If the EU cannot put together a deal that makes sense to themselves, why would anyone else bother?
Nothing was agreed at Cannes, because Europe says she has run out of money, and China et al have no interest in bailing her out if the eurozone members themselves don’t want to. If the EU cannot put together a deal that makes sense to themselves, why would anyone else bother?
So, everyone is turning to the IMF, but it hasn’t got enough cash either, so says it is planning to raise some $3.0 trillion, at which point the IMF will have the problem instead, until it realises that, as things stand, there is no way forward. Meanwhile the euro-crisis is now as much political as economic.

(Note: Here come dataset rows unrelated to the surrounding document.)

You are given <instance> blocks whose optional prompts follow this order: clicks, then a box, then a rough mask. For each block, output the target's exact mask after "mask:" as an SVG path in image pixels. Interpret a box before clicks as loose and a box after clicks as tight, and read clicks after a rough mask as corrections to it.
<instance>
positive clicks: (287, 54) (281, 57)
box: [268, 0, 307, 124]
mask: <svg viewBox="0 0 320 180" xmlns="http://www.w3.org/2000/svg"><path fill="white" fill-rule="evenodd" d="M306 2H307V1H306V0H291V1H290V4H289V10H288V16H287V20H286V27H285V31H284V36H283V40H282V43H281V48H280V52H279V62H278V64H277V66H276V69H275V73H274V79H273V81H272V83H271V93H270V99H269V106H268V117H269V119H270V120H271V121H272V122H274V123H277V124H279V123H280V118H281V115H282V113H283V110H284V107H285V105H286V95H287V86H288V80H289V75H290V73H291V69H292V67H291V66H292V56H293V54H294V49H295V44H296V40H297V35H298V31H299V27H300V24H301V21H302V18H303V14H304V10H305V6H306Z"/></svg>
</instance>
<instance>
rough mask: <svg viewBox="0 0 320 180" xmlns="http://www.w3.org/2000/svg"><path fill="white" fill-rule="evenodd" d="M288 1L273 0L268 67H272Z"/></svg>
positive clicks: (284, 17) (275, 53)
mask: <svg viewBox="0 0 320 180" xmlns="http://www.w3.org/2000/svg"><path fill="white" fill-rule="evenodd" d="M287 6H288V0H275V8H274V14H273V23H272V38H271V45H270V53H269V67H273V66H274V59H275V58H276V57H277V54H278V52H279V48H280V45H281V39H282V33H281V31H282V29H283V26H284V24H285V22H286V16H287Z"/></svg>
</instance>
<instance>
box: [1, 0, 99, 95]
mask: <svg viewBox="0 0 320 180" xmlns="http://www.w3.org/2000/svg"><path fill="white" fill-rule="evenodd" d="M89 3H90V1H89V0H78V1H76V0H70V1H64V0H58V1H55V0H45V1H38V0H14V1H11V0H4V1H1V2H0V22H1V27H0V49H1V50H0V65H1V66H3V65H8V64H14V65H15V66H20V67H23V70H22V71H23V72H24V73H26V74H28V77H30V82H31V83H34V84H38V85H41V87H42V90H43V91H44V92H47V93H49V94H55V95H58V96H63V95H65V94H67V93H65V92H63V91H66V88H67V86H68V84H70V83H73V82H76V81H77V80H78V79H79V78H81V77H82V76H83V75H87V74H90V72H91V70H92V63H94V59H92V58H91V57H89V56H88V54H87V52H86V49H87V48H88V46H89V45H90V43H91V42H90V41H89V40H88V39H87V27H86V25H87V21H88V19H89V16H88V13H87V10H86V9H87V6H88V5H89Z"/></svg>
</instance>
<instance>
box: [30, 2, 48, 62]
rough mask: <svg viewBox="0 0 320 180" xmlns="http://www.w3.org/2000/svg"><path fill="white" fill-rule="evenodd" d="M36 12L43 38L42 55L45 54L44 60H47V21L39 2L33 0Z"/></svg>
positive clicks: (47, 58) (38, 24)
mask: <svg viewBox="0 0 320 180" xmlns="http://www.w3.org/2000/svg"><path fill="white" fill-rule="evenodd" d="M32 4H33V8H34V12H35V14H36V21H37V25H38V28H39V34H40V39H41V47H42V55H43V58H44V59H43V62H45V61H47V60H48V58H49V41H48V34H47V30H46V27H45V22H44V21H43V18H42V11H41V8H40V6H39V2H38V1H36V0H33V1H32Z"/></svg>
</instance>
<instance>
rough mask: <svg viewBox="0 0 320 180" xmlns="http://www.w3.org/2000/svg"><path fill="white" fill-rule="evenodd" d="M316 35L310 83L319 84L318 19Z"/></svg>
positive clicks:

Last Monday I wrote that the EU Summit farce had reached a point where the leaders had lost control and that “Events, dear boy, events!” would now begin to set the agenda, and we only had to wait until Tuesday for Greece to throw the first custard-pie: from the land that invented democracy, a newly-baked referendum on ‘In or Out of the EU?’ came hurtling out of the Greek camp at dawn and caught everyone by surprise, as it effectively unstitched the EU-Summit Accord of just three days earlier.
So on Thursday the G20-Summit, effectively the third EU-Summit in ten days, opened in Cannes amidst recriminations, with the democratic deficit at the heart of the EU cruelly exposed, as Merkel and Sarkozy told old Papahandout that ‘This is the EU, and we don’t do listening to the people – we the elitists take the decisions around here and no one else!’
Meanwhile, the contagion has moved decisively towards Italy, the land of the bunga-bunga paid for on too much borrowed wonga-wonga, with total debt at €1.9 trillion and a debt-to-GDP ratio of 120%, as its bond yields rose to an unsustainable 6.4%.
As I have said before, it is not the debts which are the real crisis, but the euro itself, or rather the idea of monetary union. If it was just debts, the IMF’s proven mantra of devaluation and austerity combined would deal with them over time, no problem. But with the single currency, devaluation cannot take place, unless the indebted country leaves the club in a trail of unpaid debts and bills, and losses for the banks left in the club, mainly French.
It is extraordinary to see the IMF, under the former French Finance Minister Mme Christine Lagarde, seemingly in denial of its own standard viable formula, but instead trying to position itself alongside the non-devaluation euro-zone, which flawed concept is at the heart of the EU’s economic catastrophe.
What is most odd is that a clear majority of the Greeks want to stay in the EU, despite its asymmetric economies and daft economics. For these Greeks, it is a cultural issue, of being European, as opposed to being Euro-Asian, or God forbid, Turkish/Asian, what with their distant memories of all those battles on the windy plains of Troy.
This would not be an odd stance at all if the EU had stuck to developing what it originally told the people it was going to do, namely create a common market of sovereign nation states with their own sovereign currencies, ‘Une Europe des Patries!’ as General de Gaulle was at pains to emphasise.
So, what went wrong? It was the dream of the unelected bureaucrats in Brussels who met up with the new political Franco-German elite of the 1970s who both thought they knew best: remember Valerie Giscard d’Estaing and Brandt/Schmidt and the Snake? At that time, pre-unification West Germany let the French drive the federalist agenda towards a super-state, a very different agenda to the one they had a mandate for, with a democratic deficit and an unworkable monetary union at its centre. From such arrogant dreamers’ covert designs, the EU evolved into a Fawlty Towers flat-earth edifice, which now faces its moment of hubris and probable nemesis, as currently structured.
The eurozone’s eventual and inevitable collapse will herald difficult times and be the cause of unforeseen losses, risks and dangers, but that is no reason to persist with the folly that created this situation, which can only get worse the more it is propped up and bailed out.
Radical action is required, but statesmen are nowhere to be seen these days, as the current mob run around like headless chickens, propping up this euro-facade, a real trompe l’oeil of unworkable economics if ever there was one. It’s boomerang time, with the boomerang being passed, unthrown, from the EU to the IMF… until it comes back again.